I'm using python3 and trying to pickle a dictionary of IntervalTrees which weighs something like 2 to 3 GB. This is my console output:

10:39:25 - project: INFO - Checking if motifs file was generated by pickle...
10:39:25 - project: INFO - - Motifs file does not seem to have been generated by pickle, proceeding to parse...
10:39:38 - project: INFO - - Parse complete, constructing IntervalTrees...
11:04:05 - project: INFO - - IntervalTree construction complete, saving pickle file for next time.
Traceback (most recent call last):
File "/Users/alex/Documents/project/src/project.py", line 522, in dict_of_IntervalTree_from_motifs_file
save_as_pickled_object(motifs, output_dir + 'motifs_IntervalTree_dictionary.pickle')
File "/Users/alex/Documents/project/src/project.py", line 269, in save_as_pickled_object
def save_as_pickled_object(object, filepath): return pickle.dump(object, open(filepath, "wb"))
OSError: [Errno 22] Invalid argument


The line in which I attempt the save is

def save_as_pickled_object(object, filepath): return pickle.dump(object, open(filepath, "wb"))

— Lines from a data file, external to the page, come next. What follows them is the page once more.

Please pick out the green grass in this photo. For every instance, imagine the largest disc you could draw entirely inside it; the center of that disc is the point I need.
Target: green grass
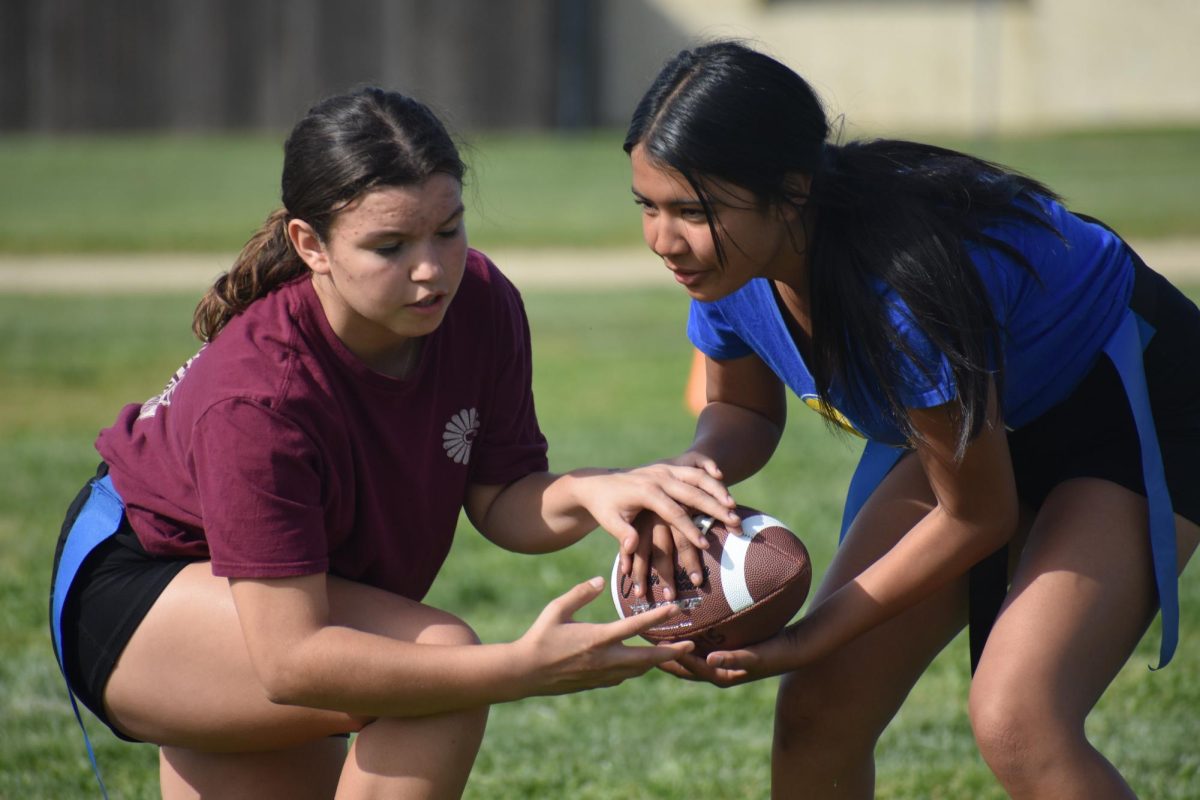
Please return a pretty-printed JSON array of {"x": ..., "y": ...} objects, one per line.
[
  {"x": 609, "y": 382},
  {"x": 209, "y": 193}
]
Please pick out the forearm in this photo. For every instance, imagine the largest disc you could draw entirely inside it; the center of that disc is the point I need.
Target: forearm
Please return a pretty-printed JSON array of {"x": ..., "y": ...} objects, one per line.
[
  {"x": 739, "y": 440},
  {"x": 935, "y": 552},
  {"x": 539, "y": 513},
  {"x": 361, "y": 673}
]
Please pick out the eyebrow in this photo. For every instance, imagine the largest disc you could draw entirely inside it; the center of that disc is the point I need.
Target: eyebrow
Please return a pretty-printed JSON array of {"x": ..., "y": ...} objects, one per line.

The error comes maybe 15 minutes after
save_as_pickled_object
is invoked (at 11:20).

I tried this with a much smaller subsection of the motifs file and it worked fine, with all of the exact same code, so it must be an issue of scale. Are there any known bugs with pickle in python 3.6 relating to the scale of what you try to pickle? Are there known bugs with pickling large files in general? Are there any known ways around this?

Thanks!

Update: This question might be a duplicate of Python 3 - Can pickle handle byte objects larger than 4GB?



Solution



This is the code I used instead.

def save_as_pickled_object(obj, filepath):
"""
This is a defensive way to write pickle.write, allowing for very large files on all platforms
"""
max_bytes = 2**31 - 1
bytes_out = pickle.dumps(obj)
n_bytes = sys.getsizeof(bytes_out)
with open(filepath, 'wb') as f_out:
for idx in range(0, n_bytes, max_bytes):
f_out.write(bytes_out[idx:idx+max_bytes])


def try_to_load_as_pickled_object_or_None(filepath):
"""
This is a defensive way to write pickle.load, allowing for very large files on all platforms
"""
max_bytes = 2**31 - 1
try:
input_size = os.path.getsize(filepath)
bytes_in = bytearray(0)
with open(filepath, 'rb') as f_in:
for _ in range(0, input_size, max_bytes):
bytes_in += f_in.read(max_bytes)
obj = pickle.loads(bytes_in)
except:
return None
return obj

Answer Source

Alex, if I am not mistaken this bug report perfectly describes your issue.

http://bugs.python.org/issue24658

As a workaround, I think you can pickle.dumps instead of pickle.dump and then write to your file in chunks of size smaller than 2**31.